Right -- so my suggestion is that we work to get rid of that shyness.
That's a social issue. See below...
I'm not saying that it shouldn't be easy for developers to get
repositories to play around with on KDE infrastructure. I'm just
questioning the idea (as in my original email, which is not part of
your quote) that actually asking a sysadmin for one is too onerous a
burden, so onerous that such projects will simply immediately fail to
thrive, instead of the developer simply waiting an extra X hours to
be able to push up to a central hosted repo from the local system.
Those that feel that this is just too high a price to pay could help
reduce it by handling repo requests.
No, having to ask a sysadmin is not necessarily a show-stopper to me.
But it certainly does create the aura of "don't do this unless you are
sure you know what you are doing". Also note that currently the
wording
on the wiki is:
"Note that we have deliberately decided not to allow the direct
creation of KDE Playground projects; the path to existence for a KDE
Playground repository project always leads through a personal scratch
space first. This is to give you the power to decide whether your
project is ready, and also to force you to deliberate whether it truly
is."
Exactly, so this is the root of the social issue. And for the current
git hosting solution, this is correct. But for the next gen solution, it
doesn't have to be.
Well, that could be changed. And the psychological barrier could
further be lowered by providing a dedicated web form, for instance.
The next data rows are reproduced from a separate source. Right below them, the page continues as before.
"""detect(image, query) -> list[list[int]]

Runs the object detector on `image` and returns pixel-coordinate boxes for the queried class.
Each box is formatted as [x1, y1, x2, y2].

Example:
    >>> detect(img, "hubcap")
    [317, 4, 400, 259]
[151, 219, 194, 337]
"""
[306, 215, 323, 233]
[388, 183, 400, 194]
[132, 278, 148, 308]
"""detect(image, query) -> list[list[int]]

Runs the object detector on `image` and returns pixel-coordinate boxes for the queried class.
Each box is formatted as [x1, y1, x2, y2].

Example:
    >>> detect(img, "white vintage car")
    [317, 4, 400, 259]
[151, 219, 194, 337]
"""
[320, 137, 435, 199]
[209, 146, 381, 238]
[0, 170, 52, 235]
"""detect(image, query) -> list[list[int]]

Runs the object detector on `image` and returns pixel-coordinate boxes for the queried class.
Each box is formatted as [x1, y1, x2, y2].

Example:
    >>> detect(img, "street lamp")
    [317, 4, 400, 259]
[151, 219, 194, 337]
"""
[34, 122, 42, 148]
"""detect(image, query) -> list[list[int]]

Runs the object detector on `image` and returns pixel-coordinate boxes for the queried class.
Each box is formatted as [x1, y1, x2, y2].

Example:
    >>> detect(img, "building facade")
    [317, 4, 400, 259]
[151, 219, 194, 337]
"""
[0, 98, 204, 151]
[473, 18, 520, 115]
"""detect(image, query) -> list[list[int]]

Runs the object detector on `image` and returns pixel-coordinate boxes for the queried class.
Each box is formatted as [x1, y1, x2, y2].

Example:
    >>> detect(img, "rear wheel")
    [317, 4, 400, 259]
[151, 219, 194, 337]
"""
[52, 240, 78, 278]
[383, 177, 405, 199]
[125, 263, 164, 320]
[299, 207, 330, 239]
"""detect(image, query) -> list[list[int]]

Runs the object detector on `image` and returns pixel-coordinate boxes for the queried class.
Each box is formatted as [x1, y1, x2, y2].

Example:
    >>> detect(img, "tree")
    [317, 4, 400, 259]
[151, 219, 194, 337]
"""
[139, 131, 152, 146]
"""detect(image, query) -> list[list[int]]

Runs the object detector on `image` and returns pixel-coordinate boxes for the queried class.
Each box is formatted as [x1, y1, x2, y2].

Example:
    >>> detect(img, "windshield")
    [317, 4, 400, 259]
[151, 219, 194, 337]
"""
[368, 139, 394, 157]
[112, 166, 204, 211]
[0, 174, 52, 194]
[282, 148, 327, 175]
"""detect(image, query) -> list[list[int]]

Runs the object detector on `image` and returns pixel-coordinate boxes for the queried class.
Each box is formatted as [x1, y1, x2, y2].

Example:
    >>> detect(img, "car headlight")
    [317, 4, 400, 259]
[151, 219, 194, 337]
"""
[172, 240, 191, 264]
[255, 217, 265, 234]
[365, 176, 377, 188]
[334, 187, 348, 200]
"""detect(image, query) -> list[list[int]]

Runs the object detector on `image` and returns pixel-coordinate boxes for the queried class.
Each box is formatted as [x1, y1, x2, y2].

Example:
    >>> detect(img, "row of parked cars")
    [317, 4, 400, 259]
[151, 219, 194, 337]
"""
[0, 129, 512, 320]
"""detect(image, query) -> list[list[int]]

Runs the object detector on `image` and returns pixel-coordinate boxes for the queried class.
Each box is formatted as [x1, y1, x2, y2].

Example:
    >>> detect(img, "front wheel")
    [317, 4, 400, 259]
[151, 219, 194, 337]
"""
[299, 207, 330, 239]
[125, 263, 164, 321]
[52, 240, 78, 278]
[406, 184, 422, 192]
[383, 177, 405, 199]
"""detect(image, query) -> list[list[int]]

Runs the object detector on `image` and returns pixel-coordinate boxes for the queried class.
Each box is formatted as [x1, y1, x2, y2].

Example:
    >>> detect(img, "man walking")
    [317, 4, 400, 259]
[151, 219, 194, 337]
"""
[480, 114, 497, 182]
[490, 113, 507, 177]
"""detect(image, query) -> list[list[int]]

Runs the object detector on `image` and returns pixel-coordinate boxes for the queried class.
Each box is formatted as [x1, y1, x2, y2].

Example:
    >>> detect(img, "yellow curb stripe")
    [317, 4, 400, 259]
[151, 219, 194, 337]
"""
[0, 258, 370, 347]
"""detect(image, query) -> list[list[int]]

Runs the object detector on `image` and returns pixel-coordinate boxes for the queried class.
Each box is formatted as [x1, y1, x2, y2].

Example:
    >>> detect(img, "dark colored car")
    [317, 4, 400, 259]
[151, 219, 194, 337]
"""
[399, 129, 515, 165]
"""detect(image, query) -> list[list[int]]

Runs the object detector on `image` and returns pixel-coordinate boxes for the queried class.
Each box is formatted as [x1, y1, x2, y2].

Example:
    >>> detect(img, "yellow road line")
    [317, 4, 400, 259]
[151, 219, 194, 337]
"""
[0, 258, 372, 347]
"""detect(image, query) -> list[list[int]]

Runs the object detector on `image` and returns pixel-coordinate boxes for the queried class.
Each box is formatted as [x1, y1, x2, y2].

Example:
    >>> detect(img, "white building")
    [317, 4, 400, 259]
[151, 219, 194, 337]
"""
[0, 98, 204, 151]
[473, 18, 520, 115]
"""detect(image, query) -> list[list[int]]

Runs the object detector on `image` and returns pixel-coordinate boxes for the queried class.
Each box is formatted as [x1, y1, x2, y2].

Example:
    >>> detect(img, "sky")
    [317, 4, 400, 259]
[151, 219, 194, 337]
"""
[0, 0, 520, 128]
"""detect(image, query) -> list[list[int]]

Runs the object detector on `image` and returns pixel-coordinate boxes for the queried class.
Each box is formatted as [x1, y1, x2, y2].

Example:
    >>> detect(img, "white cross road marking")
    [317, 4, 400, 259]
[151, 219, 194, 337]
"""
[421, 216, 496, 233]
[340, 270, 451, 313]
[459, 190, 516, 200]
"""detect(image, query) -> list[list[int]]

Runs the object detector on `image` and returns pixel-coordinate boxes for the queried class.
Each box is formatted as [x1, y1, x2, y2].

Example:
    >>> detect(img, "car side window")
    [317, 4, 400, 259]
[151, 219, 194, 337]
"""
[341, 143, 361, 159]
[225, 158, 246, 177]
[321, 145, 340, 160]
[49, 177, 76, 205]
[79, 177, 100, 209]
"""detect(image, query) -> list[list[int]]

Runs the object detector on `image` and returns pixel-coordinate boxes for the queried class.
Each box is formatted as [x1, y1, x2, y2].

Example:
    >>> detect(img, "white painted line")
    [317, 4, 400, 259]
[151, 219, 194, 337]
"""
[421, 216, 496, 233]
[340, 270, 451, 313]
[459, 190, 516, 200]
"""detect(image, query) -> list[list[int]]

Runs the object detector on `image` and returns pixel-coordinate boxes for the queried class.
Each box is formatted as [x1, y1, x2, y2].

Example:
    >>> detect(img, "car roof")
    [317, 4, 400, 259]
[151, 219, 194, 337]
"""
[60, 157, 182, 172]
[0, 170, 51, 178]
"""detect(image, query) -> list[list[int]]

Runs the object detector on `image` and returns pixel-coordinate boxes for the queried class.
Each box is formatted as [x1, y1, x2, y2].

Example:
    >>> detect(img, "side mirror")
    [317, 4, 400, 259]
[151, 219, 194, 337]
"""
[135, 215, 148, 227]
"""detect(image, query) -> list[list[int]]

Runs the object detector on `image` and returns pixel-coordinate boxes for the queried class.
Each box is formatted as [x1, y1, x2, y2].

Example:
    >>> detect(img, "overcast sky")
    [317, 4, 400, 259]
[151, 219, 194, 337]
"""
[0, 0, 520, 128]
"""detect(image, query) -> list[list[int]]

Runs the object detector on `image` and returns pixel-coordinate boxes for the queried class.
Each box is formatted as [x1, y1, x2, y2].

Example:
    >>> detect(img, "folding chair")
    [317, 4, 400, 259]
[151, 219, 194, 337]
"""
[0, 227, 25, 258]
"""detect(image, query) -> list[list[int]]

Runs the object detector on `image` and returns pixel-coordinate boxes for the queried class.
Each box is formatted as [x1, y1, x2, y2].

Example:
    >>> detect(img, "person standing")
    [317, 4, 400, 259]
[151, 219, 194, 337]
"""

Note that I'm not really attached to the exact process of creating a
scratch repo. But the _concept_ of being able to create a repo
- without _any_ questions asked (other than the name)
- in a not-quite-as-visible area / prefix
- following more liberal rules, e.g. about force pushing
seems important to me.
Sure. So I think this is something that can be accommodated except for
the you-do-it-yourselfness. And for what it's worth, it's possible that
the do-it-yourselfness could still be accommodated but would require
custom patching -- currently -- and that is something that we are
somewhat loathe to do to the greatest extent possible. It has been the
root of many a problem, especially in Bugzilla.
Scratch repos are also not just problematic in terms of all of the
out-of-date repositories; they're very much a feature enabled by our
current system (they were enabled because we could do it, so why
not). If we want to move to a new system and the many other benefits
it might provide, the kind of sandboxing that makes scratch a safe
place for developers to create repos at will may be hard to provide
without more of the types of unmaintainable patches and customizing
that cause Ben to describe our system as being held together with
glue and duct tape. (The current scratch area itself is already
entirely custom-coded on top of Gitolite, and that means it must be
maintained.)
I am absolutely not qualified to comment on the pain this is causing
to
you sysadmins. But are we talking about / is the problem inherent to
the
_concept_ of scratch repos, or is it a problem of the implementation
of
how exactly scratch repos are created?
I'm honestly not sure how to answer that; scratch repos are very much an
implementation because we had a solution. It seemed like something that
could be useful, and we had the capability with the current software, so
we did it. In hindsight, it has been problematic.